Baker Hughes to Lay Off 7,000

Author: KSRM News Desk |

Baker Hughes plans to cut 7,000 jobs by March, citing the drop in oil prices for the move.

 

In a conference call on Tuesday, company CEO Martin Craighead said “This industry can’t simply hope and wait for oil to climb back over $100 a barrel. Instead, we must adapt to a new reality of sustained lower commodity prices.”

 

Inquiries on impacts to Baker Hughes here in Alaska have not yet been answered but we will continue to pursue those answers.

 

The most common blend of US oil, West Texas Intermdediate crude oil,  is priced around $45 per barrel, less than half of what it was valued as in September of 2014. Bank of America forecast oil prices could drop as low as $31 per barrel in 2015.

 

As we previously reported, Baker Hughes is being acquired by Halliburton for $34.8 billion later this year, a move which originally spurred excitement from Dave Lesar, CEO of Halliburton…

 

Lesar: “Well strategically the transaction will combine two highly complementary businesses and create the leader in global oilfield services with several strategic benefits: a Houston based global oil services champion, manufacturing and exporting technologies, and creating jobs and serving customers around the globe.”

 

Halliburton is the world’s second largest provider of oilfield services.
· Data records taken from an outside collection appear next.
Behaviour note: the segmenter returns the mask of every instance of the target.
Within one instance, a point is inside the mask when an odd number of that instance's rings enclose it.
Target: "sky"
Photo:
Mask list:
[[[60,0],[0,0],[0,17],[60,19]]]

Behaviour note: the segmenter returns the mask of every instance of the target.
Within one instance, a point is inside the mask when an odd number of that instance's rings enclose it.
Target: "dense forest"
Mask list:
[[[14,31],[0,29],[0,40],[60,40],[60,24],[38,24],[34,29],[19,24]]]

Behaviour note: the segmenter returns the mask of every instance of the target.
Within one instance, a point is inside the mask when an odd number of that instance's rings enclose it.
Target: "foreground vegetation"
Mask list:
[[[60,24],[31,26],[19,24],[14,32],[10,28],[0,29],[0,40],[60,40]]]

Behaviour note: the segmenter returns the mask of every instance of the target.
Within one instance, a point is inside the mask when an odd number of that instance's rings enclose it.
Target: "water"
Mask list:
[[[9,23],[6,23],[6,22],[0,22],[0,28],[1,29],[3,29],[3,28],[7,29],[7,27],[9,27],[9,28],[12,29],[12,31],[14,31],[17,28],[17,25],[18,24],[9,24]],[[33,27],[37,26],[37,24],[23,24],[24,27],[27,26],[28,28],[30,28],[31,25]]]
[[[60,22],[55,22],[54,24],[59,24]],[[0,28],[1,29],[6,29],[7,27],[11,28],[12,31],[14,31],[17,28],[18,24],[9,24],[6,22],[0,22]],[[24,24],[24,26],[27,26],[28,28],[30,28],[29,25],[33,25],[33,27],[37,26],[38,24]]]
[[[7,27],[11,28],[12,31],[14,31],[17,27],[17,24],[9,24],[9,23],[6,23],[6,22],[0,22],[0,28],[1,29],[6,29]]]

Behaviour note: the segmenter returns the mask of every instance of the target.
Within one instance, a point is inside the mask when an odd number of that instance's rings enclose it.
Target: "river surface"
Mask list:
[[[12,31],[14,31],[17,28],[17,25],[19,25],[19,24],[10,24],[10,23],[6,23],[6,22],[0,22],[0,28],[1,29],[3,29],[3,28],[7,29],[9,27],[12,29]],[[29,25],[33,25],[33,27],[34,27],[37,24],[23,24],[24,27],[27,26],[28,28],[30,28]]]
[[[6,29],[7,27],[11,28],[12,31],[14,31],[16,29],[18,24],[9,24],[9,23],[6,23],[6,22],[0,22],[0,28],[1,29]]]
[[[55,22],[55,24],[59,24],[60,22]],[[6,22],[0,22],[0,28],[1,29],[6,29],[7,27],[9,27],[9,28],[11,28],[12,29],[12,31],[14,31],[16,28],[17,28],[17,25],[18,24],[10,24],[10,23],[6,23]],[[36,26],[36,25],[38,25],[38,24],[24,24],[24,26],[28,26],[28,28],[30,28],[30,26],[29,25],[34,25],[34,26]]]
The merger will strengthen the competition between Halliburton and Schlumberger, the world’s largest oilfield services provider who also announced job cuts last week.

 

During the same conference call where the job cuts were announced, Baker Hughes’ CEO Craighead  said “This is really the crappy part of the job, and this is what I hate about this industry frankly. This is the industry, and it’s throwing us another one of these downturns, and we’re going to be good stewards of our business and do the right thing. But these are never decisions that are done mechanically.”